29th Secretary of State of Mississippi
- In office September 24, 1901 – April 5, 1926
- Governor: Andrew H. Longino James K. Vardaman Edmond Noel Earl L. Brewer Theodore G. Bilbo Lee M. Russell Henry L. Whitfield
- Preceded by: John Logan Power
- Succeeded by: Walker Wood

Personal details
- Born: March 2, 1867 Jackson, Mississippi
- Died: April 5, 1926 (aged 59) Jackson, Mississippi
- Party: Democrat
- Spouse: Eva Truly m. 1896-1926, his death
- Children: 3
- Parent: John Logan Power (father)

= Joseph Withers Power =

American politician

Joseph Withers Power (March 2, 1867 – April 5, 1926) was a Mississippi politician and the Secretary of State of Mississippi from 1901 to 1926.

== Early life ==
Joseph Withers Power was born on March 2, 1867, in Jackson, Mississippi.
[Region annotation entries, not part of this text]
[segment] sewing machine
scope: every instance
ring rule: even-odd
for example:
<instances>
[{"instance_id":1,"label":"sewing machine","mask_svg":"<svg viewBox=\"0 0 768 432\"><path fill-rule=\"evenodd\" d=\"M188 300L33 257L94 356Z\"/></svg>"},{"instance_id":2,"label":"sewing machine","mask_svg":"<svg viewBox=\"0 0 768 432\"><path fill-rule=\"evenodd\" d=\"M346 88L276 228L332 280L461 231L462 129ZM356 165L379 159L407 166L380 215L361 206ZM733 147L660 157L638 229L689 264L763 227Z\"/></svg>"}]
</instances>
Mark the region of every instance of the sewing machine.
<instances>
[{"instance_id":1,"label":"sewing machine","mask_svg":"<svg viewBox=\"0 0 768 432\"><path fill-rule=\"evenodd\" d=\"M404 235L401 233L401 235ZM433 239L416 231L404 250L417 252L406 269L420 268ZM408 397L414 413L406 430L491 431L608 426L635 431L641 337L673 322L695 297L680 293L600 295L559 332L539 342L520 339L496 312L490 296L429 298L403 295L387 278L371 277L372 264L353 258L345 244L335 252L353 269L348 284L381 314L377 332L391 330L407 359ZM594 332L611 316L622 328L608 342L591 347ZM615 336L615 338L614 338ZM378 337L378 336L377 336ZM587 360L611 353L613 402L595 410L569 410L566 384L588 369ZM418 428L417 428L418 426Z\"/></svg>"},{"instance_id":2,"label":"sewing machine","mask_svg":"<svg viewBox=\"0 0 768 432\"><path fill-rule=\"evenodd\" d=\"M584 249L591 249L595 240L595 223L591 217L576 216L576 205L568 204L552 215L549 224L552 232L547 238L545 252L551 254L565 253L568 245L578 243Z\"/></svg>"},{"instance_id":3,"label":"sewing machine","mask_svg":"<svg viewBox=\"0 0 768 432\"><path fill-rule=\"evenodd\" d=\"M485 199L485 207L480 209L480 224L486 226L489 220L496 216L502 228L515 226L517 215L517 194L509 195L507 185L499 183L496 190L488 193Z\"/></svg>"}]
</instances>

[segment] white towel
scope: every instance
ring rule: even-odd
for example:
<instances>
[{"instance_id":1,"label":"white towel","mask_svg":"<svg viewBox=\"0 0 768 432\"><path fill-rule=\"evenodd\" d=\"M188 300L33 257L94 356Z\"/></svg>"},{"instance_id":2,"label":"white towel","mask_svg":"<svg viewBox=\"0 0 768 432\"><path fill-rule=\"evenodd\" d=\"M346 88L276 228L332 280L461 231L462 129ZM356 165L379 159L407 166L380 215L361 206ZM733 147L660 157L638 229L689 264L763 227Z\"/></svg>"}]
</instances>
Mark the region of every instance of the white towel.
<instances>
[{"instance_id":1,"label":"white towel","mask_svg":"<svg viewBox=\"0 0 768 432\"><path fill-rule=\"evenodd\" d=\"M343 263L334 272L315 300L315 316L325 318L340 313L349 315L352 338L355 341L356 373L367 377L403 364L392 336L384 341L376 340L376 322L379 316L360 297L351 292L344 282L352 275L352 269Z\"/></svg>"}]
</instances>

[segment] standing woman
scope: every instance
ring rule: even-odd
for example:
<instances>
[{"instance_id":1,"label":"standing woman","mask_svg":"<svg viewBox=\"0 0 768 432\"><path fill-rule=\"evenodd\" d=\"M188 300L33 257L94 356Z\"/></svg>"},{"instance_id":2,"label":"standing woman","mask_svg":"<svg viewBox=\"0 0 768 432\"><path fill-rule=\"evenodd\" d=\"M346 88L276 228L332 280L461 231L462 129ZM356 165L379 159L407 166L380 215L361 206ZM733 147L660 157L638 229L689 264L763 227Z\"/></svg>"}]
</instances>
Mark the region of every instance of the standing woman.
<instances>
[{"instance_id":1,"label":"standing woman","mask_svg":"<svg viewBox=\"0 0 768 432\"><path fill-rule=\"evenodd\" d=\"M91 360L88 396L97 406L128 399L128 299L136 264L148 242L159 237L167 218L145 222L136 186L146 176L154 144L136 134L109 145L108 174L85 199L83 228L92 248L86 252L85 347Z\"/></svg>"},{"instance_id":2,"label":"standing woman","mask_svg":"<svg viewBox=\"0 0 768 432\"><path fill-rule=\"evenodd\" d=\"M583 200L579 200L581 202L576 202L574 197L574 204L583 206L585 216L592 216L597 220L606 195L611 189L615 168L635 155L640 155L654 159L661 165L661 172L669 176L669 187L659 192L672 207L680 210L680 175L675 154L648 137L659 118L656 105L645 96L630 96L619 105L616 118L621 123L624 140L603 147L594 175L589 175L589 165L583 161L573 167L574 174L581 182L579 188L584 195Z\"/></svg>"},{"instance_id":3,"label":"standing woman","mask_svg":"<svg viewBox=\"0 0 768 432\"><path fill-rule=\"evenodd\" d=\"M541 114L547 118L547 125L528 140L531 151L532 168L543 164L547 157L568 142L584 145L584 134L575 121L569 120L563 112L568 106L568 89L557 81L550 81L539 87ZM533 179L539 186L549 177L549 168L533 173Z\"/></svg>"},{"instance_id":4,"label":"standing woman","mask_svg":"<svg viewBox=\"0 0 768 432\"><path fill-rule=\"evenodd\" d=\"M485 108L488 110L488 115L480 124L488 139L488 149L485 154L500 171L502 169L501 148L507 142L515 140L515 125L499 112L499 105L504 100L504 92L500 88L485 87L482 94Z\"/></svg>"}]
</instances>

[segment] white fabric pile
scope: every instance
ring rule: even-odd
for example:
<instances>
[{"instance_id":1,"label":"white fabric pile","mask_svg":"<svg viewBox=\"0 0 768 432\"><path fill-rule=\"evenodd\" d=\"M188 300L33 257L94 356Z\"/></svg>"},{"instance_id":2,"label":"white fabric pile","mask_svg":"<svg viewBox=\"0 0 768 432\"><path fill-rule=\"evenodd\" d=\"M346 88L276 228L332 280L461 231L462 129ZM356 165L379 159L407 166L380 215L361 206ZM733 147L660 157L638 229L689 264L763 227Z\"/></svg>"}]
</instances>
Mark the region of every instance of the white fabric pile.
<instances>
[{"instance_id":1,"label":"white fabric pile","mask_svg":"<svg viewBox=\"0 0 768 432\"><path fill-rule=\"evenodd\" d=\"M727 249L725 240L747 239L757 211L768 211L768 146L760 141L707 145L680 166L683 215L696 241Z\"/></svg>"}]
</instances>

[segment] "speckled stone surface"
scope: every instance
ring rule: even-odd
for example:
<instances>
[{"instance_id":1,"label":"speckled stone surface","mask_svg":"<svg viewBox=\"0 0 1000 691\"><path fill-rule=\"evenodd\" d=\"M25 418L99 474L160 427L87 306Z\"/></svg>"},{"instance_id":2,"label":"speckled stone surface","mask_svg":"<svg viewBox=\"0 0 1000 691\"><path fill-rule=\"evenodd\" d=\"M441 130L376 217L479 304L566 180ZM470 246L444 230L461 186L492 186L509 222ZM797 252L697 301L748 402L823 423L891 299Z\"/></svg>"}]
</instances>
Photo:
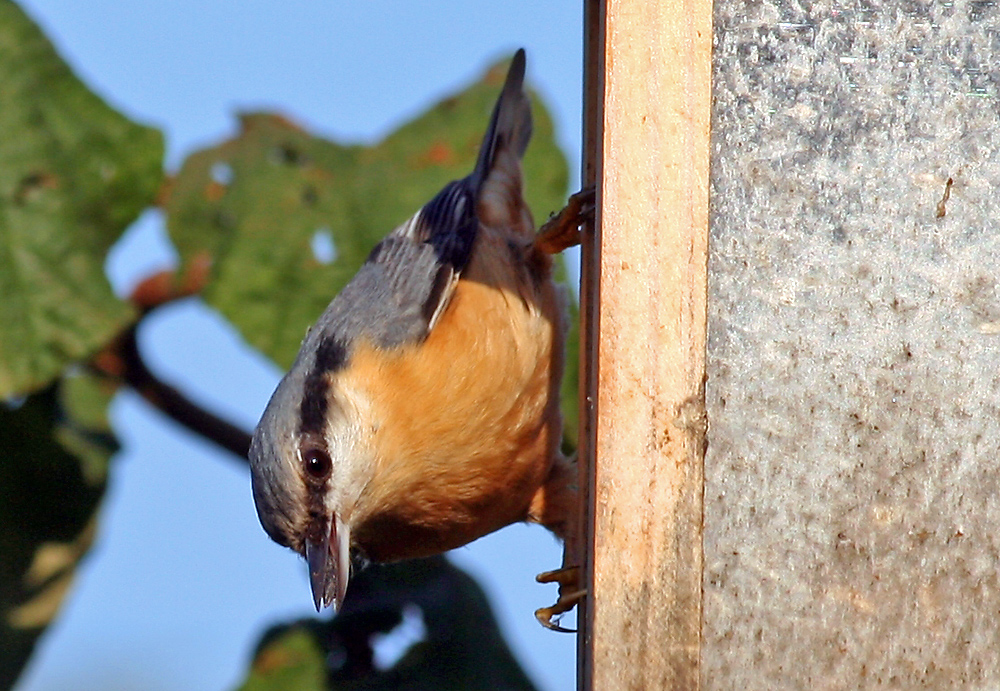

He was the son of Irish emigrant John Logan Power, who became the Mississippi Secretary of State from 1893 to 1901, and his wife, Elizabeth (Wilkinson) Power. J. W. Power attended public schools in Jackson. Then, he attended Southwestern Presbyterian University in Clarksville, Tennessee. After leaving school, he assisted his father in the publishing business and became a bookkeeper.

== Political career ==
When Joseph's father, John Logan Power, was the Secretary of State of Mississippi, he was an assistant in the office of the Secretary of State of Mississippi. After his father's death on September 23, 1901, Mississippi governor A. H. Longino appointed him Secretary of State of Mississippi. He was re-elected in 1903, 1907, and 1911. In 1923, he defeated Walker Wood in the primary election for the Democratic nomination to the office.

=== Death ===
While still the Secretary of State of Mississippi, Power died suddenly in Jackson on April 5, 1926. Walker Wood was appointed to the office finish the unfinished term.

== Personal life ==
Power was a Democrat, member of the Episcopal Church, Freemason, Odd Fellow, and a Knight of Pythias. In 1896, Power married Eva Truly ( - 1947); her brother Jeff became an Associate Justice of the Supreme Court of Mississippi. The Powers had three children: Dorothy, Mary, and Josephine Jeffrey "Jo Jeff".